Quatro dias após a passagem de ano, numa quinta-feira, o Cosmos alinhou-se para o grupo de amigos se encontrar. Às 5h da manhã, Lino saiu de casa, equipado e bem agasalhado, quando André o chamou de dentro do carro: «Lino, Lino!»

Depois de colocar o material na bagageira, entrou no veículo e cumprimentou o condutor com um caloroso aperto de mão.

– Onde estão os outros?

– Estão a caminho. Encontramo-nos junto às praias – respondeu André.

O carro ganhou movimento.

– Como foi essa passagem? – perguntou Lino.
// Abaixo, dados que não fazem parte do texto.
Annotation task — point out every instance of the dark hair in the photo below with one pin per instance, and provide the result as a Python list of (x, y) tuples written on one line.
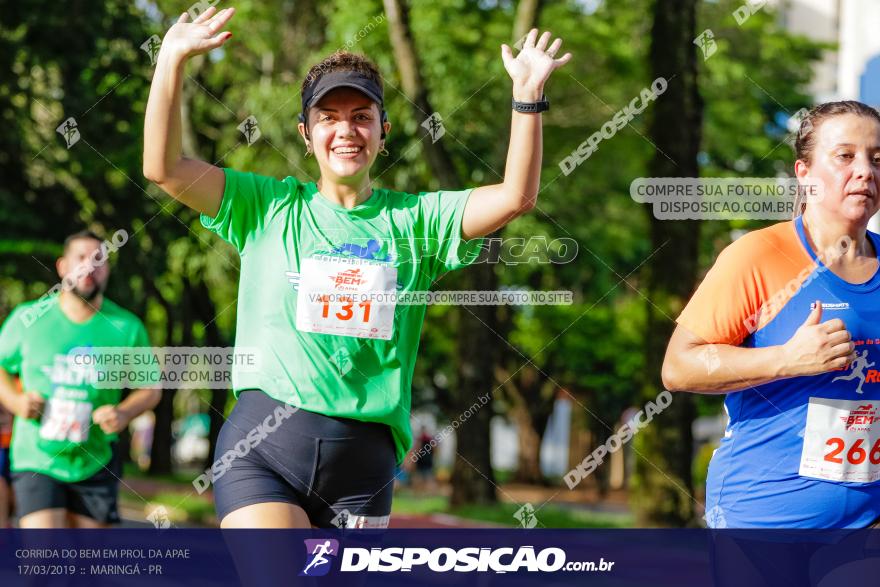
[(342, 61), (805, 142), (81, 235)]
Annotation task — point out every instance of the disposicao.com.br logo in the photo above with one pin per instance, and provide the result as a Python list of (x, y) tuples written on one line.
[(443, 559)]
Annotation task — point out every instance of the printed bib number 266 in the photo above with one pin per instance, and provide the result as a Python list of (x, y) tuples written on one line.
[(842, 441)]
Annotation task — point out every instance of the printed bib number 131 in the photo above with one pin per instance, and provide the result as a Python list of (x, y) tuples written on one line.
[(66, 419), (339, 298)]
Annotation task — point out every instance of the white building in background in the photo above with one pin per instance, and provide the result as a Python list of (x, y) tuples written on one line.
[(852, 70)]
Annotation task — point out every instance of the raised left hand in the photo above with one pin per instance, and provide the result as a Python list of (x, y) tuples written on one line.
[(532, 66)]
– Estive com o Sampaio. Bebemos uns copos depois do trabalho, passamos a meia-noite e fomos para casa. Nada luxuoso, e a tua? Vestiste alguma coisa azul... vermelha? Puseste dinheiro no sapato? Bateste com os tachos, mandaste algum copo para a lareira? Algum costume maluco? – perguntava André, enquanto Lino respondia negativamente. – Bebeste, ao menos, o espumante; comeste as 12 passas e pediste os desejos? – Sim, bebi e comi as passas, nada mais. Andei com dor de dentes e não estava com espírito para aventuras. Sem falar dos resquícios da constipação que ainda tenho.
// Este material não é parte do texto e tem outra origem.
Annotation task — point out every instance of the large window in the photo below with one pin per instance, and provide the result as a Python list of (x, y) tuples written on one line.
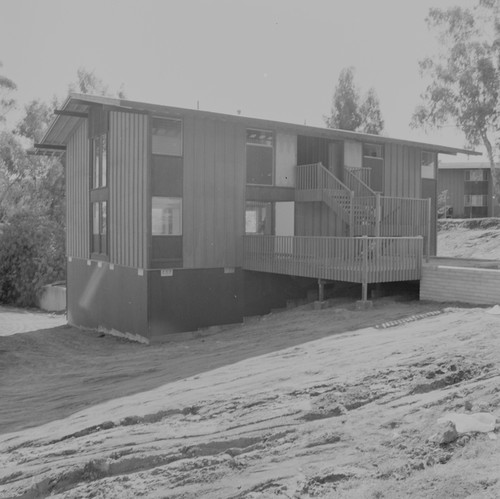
[(258, 218), (475, 200), (373, 150), (166, 136), (166, 216), (260, 157), (475, 175), (99, 191), (99, 243), (99, 161), (428, 165)]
– É! A gripe é lixada, é o tempo delas, é uma chatice. E a dentola, já foste ver isso?

– Marquei consulta para segunda-feira, até lá ando a comprimidos... Como podes ver a passagem não foi nada de especial.

– Não ligues a isso, a nossa passagem de ano é isto. A primeira pescaria de 2024.

Estavam agora a passar pela ponte 25 de Abril. Lisboa estava iluminada e ainda se sobressaiam, na noite, as decorações festivas. No rio, os barcos ancorados sinalizavam a sua presença, enquanto aguardavam pelo início da manhã para partirem. André, atento à condução, balbuciava as músicas da sua compilação de Lou Reed que saíam das colunas: «Take a walk on the wild side», «Doo do doo do doo do do doo...»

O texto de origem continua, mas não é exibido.